Dernière évolution en date : la vente de notre activité de terminaux mobiles à Microsoft en avril 2014 a impliqué quelques modifications au niveau des outils informatiques utilisés, certains d’entre eux ayant été transférés au groupe américain.

  • L’organisation de la fonction finance de Nokia Networks est calquée à la fois sur la présence géographique de la division ainsi que sur ses lignes de métiers. En ce qui concerne ces dernières, Nokia Networks intervient dans deux activités : les produits (mobile broadband) d’un côté, les services (global services) de l’autre. Les deux directeurs financiers en charge de chacune d’elles sont directement rattachés à Samih Elhage. Sur le plan géographique, Nokia Networks est implantée dans trois grandes zones : Asie, Moyen-Orient et Afrique ; Europe et Amérique latine ; Amérique du Nord. l Afin d’optimiser ses processus de ventes, Nokia Networks a modifié l’organisation des équipes commerciales, le 1er avril dernier, en créant sept branches régionales : Japon et Asie-Pacifique, Europe, Chine, Inde, Amérique latine, Afrique et Moyen-Orient, et enfin Amérique du Nord. Chacun de ces marchés est suivi par des directeurs financiers, qui rapportent également à Samih Elhage. Pour les assister dans leur tâche, ceux-ci s’appuient sur des directeurs financiers pays, au nombre de 120. Ces responsables supervisent à leur tour des collaborateurs, affectés à des tâches classiques comme la comptabilité, le contrôle de gestion, le suivi des coûts…

  • Enfin, l’organisation est complétée par un centre de services partagés (CSP). Cette structure s’occupe de la consolidation des comptes et de l’encaissement des factures. Dès que les équipes locales enregistrent une commande dans le système, ces équipes sont alors chargées du recouvrement. Bien que rattaché à Nokia Networks, ce CSP présente la particularité d’officier pour l’ensemble du groupe (divisions et holding).
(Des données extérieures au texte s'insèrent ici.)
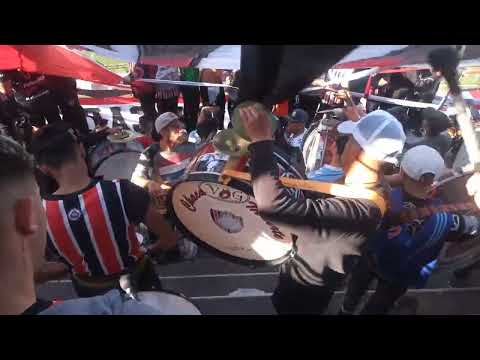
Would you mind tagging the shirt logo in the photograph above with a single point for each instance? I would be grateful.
(74, 214)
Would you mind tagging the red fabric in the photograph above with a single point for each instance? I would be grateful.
(104, 241)
(54, 60)
(61, 237)
(181, 61)
(387, 61)
(475, 94)
(116, 100)
(281, 109)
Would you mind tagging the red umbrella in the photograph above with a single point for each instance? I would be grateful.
(54, 60)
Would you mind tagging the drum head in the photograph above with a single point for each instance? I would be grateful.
(118, 166)
(225, 219)
(314, 146)
(168, 303)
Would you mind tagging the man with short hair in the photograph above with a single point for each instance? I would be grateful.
(403, 253)
(91, 222)
(23, 227)
(319, 265)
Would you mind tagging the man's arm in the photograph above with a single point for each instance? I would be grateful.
(51, 271)
(139, 208)
(156, 223)
(273, 199)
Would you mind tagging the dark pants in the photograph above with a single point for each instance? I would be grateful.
(73, 113)
(382, 300)
(191, 106)
(144, 276)
(290, 297)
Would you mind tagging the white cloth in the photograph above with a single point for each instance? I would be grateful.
(295, 140)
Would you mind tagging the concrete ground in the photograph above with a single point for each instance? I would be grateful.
(220, 287)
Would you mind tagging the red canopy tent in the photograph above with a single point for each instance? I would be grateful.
(54, 60)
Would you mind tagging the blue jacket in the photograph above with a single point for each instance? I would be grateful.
(406, 254)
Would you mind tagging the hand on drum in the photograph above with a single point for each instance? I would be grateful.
(158, 190)
(473, 188)
(256, 123)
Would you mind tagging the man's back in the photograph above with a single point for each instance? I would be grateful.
(93, 230)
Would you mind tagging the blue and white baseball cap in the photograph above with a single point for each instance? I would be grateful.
(379, 133)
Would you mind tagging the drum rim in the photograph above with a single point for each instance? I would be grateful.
(172, 292)
(239, 185)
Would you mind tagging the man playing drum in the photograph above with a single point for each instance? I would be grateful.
(91, 222)
(308, 280)
(163, 163)
(403, 253)
(22, 248)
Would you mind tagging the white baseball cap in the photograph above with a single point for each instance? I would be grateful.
(164, 120)
(422, 160)
(379, 133)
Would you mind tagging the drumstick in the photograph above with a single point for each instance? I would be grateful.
(321, 187)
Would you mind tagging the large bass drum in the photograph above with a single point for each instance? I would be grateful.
(225, 219)
(113, 160)
(459, 254)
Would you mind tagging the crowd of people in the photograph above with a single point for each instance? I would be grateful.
(59, 220)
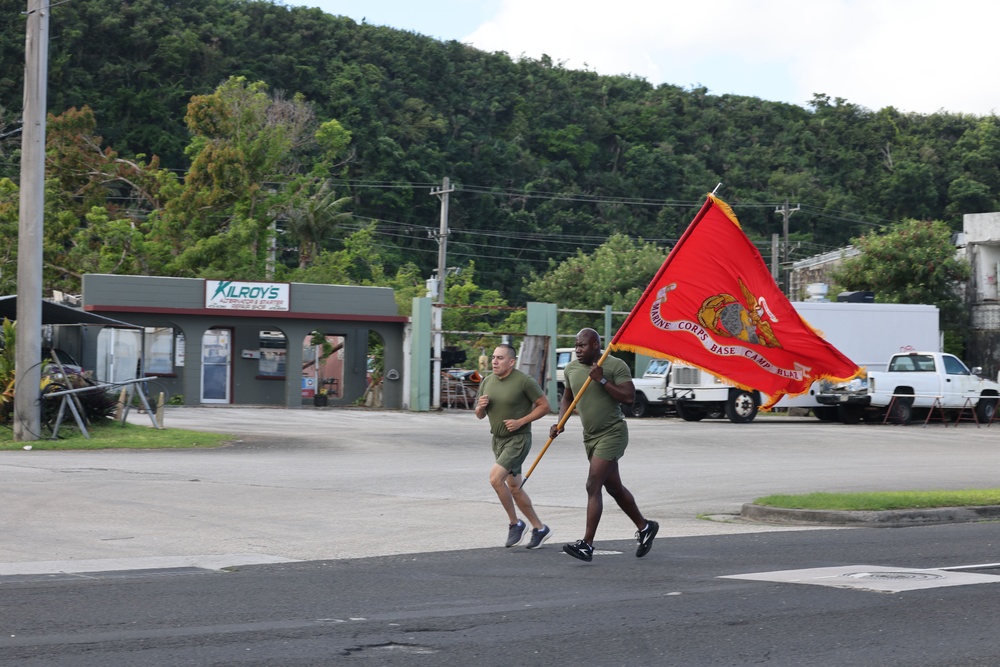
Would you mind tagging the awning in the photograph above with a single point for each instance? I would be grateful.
(54, 313)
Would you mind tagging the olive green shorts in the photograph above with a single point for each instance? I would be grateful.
(608, 445)
(511, 451)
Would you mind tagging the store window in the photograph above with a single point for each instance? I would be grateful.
(272, 354)
(159, 351)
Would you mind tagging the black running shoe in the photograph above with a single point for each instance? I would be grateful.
(516, 533)
(581, 550)
(644, 538)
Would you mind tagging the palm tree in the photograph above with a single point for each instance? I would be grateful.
(311, 220)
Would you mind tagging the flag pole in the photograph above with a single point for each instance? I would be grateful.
(709, 200)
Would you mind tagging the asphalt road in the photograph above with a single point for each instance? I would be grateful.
(329, 537)
(496, 607)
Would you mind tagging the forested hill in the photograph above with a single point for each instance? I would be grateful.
(544, 158)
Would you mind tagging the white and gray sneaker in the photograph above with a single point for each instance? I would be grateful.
(516, 533)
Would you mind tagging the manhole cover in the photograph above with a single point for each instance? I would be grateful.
(895, 576)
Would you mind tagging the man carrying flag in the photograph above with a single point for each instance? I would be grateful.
(605, 437)
(712, 304)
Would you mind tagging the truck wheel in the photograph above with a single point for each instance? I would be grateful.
(640, 408)
(901, 411)
(850, 414)
(688, 413)
(742, 406)
(826, 413)
(985, 408)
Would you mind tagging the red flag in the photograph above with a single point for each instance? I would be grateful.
(713, 304)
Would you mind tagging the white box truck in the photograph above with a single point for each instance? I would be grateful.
(867, 333)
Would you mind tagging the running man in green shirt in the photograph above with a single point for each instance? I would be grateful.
(512, 400)
(605, 437)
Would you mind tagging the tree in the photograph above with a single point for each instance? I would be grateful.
(313, 217)
(243, 139)
(914, 262)
(615, 274)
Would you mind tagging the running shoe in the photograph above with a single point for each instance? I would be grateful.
(580, 549)
(644, 538)
(539, 535)
(516, 533)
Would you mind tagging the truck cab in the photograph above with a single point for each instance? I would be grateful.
(651, 389)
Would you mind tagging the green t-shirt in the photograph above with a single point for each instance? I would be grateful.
(511, 397)
(598, 410)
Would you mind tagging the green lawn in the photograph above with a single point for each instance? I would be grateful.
(884, 500)
(112, 435)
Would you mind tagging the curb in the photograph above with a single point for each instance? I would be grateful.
(881, 519)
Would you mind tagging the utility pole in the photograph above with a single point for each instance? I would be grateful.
(438, 308)
(786, 213)
(28, 347)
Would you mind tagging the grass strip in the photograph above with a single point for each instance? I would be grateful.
(113, 435)
(883, 500)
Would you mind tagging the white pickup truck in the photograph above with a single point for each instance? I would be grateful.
(918, 381)
(651, 389)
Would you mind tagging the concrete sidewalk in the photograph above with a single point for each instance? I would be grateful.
(342, 483)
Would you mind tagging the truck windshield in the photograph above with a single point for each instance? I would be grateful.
(912, 363)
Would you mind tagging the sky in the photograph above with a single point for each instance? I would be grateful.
(918, 56)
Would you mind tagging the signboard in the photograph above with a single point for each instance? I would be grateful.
(233, 295)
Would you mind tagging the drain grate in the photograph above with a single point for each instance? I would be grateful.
(872, 578)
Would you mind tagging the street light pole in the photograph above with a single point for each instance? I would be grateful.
(28, 347)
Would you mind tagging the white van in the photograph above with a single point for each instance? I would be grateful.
(564, 355)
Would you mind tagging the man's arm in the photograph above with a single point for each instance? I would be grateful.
(564, 403)
(623, 393)
(538, 410)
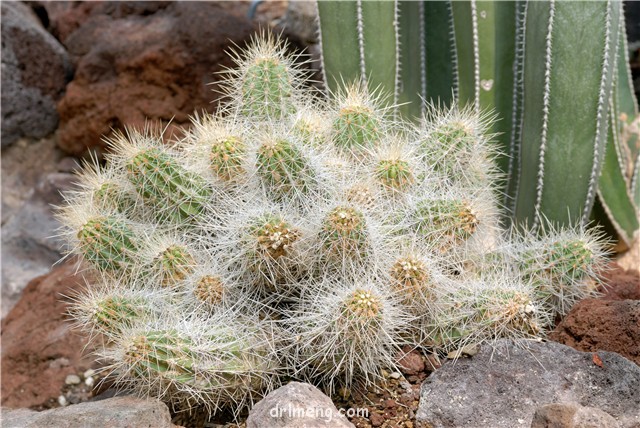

Un choix motivé par la taille de Nokia Networks.

Avant de devenir directeur financier de Nokia Networks en 2013, vous aviez intégré cette division l’année précédente en tant que directeur opérationnel. Une fonction que vous avez conservée. En quoi ce cumul des postes, peu courant dans les grands groupes, a-t-il facilité le redressement de la société ?

Au sein du groupe, seule la division Nokia Networks affiche une telle configuration. Depuis plus de deux ans, ce mode de fonctionnement s’est révélé extrêmement efficace car il a largement contribué à accélérer l’amélioration de notre performance financière : négative en 2011 et 2012, notre rentabilité sur capitaux employés (ROCE) est par exemple redevenue positive depuis 2013. A titre d’illustration, je vérifie, en tant que directeur opérationnel, l’intégralité des grands projets de contrats négociés par les équipes commerciales dans le monde. Si je constate que les investissements nécessaires sont trop importants ou que la rentabilité prévue est trop faible, nous essayons de rectifier certaines dispositions du contrat. En cas d’impossibilité, nous nous retirons d’emblée du dossier.

Ce choix d’organisation me paraît également essentiel dans l’environnement économique actuel. Dans un secteur aussi concurrentiel que celui des télécoms, la rapidité d’exécution se révèle primordiale. Le fait d’avoir rassemblé ces deux fonctions permet de gagner du temps dans la prise de décisions et leur exécution, conférant ainsi à Nokia Networks un véritable avantage compétitif.

Outre vos fonctions chez Nokia Networks, vous faites également partie de l’équipe de direction du groupe Nokia. En quoi consiste cette dernière ?

Cette équipe resserrée de cinq personnes rassemble le président-directeur général de Nokia (Rajeev Suri), le président de HERE (Sean Fernback), le président de Nokia Technologies (Ramzi Haidamus), le directeur financier du groupe (Timo Ihamuotila) et moi-même. En règle générale, nous nous réunissons une fois par mois, et davantage si besoin, afin d’élaborer la stratégie globale du groupe. Nous discutons aussi bien du business plan que de la politique d’implantation, en passant notamment par l’examen des solutions de financement les plus intéressantes, l’évaluation des diverses synergies réalisées ou à venir et les opérations de croissance externe à mener.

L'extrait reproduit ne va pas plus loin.